The company has been successful in fending off legal action by the contractor Belfinger Berger after it was allegedly defamed by recently-departed TIE chairman David Mackay.
But it has also emerged that the finances of the deeply-troubled project are to be probed by Audit Scotland.
TIE and Belfinger Berger have been in frequent dispute over costs and the progress of Edinburgh\'s tram project, but the latest clash followed the use of the word ‘delinquent’, which was used by Mr Mackay to describe the contractor in a newspaper interview.
Belfinger Berger objected to this label, but the row was inflamed further by a BB claim that Mr Mackay had ‘backed down’, following preliminary discussions at the Court of Session on Friday, after which it was agreed not to take the BB case against Mr Mackay any further.
In response, TIE chief executive Richard Jeffery said: “The subsequent statement issued by Bilfinger Berger is nothing less than farcical. It beggars belief. BB’s press release is a misrepresentation of what actually happened in court and we reject it completely.
“David Mackay has not withdrawn any element of his statement and stands by every word that he said. At no time did David Mackay imply, make any allegations of, or introduce the subject of, criminality. The issue of criminality was introduced by BB, we do not understand why.
“It was clear from David Mackay’s statement what he was intending through his remarks and the use of the word delinquent. David Mackay has given no assurances about future comment.
“Edinburgh Trams have consistently sought to protect the public purse on this project and will continue to do so. The last few days have been a waste of time, a waste of public resources and a waste of effort and we will be pursuing BB to recover the costs we have incurred in defending this action.”

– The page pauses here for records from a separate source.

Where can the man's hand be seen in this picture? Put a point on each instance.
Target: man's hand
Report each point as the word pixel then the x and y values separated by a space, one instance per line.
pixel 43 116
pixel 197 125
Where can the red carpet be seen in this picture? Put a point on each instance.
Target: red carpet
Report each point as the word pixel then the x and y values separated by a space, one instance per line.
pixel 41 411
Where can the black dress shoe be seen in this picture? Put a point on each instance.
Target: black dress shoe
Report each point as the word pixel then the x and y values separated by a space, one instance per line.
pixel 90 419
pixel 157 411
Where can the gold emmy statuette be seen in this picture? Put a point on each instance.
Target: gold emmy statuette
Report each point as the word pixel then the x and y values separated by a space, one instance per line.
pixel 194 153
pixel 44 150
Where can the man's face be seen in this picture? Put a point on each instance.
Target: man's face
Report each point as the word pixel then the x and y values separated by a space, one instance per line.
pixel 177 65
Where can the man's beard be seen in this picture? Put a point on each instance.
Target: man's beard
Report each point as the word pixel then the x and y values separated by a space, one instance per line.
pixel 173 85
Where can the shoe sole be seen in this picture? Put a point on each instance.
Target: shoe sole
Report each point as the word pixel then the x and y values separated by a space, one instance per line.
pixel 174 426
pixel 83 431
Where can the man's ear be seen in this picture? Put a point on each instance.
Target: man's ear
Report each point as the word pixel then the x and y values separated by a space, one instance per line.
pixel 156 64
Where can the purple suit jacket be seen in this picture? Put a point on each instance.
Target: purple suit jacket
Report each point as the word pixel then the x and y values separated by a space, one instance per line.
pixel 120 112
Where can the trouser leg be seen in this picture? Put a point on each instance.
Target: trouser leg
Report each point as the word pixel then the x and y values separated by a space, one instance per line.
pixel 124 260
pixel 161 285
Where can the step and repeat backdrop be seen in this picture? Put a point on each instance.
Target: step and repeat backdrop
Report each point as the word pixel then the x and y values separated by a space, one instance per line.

The episode marks a new low in the already bitter relationship between BB and TIE. Work on the project has slowed to a crawl, and the length of the network has been trimmed repeatedly.
It has also been revealed that Audit Scotland is now set to examine the finances of the project, whose costs have risen again and again. An interim report will be produced in 2011.
Audit Scotland said: ‘The auditors of Transport Scotland and the City of Edinburgh Council have been closely monitoring the project and its associated risks as part of their ongoing audits. This report will draw on their findings.
‘It is expected to be an interim report which will consider the progress of the project to date, governance arrangements and the key issues which will need to be managed as the project goes forward.’
Edinburgh City Council, which owns TIE, said: ‘Our understanding is that Audit Scotland are not seeking to audit the tram project at this time, but merely seeking a report early next year which will focus on the project\'s progress, costs and key issues to date.’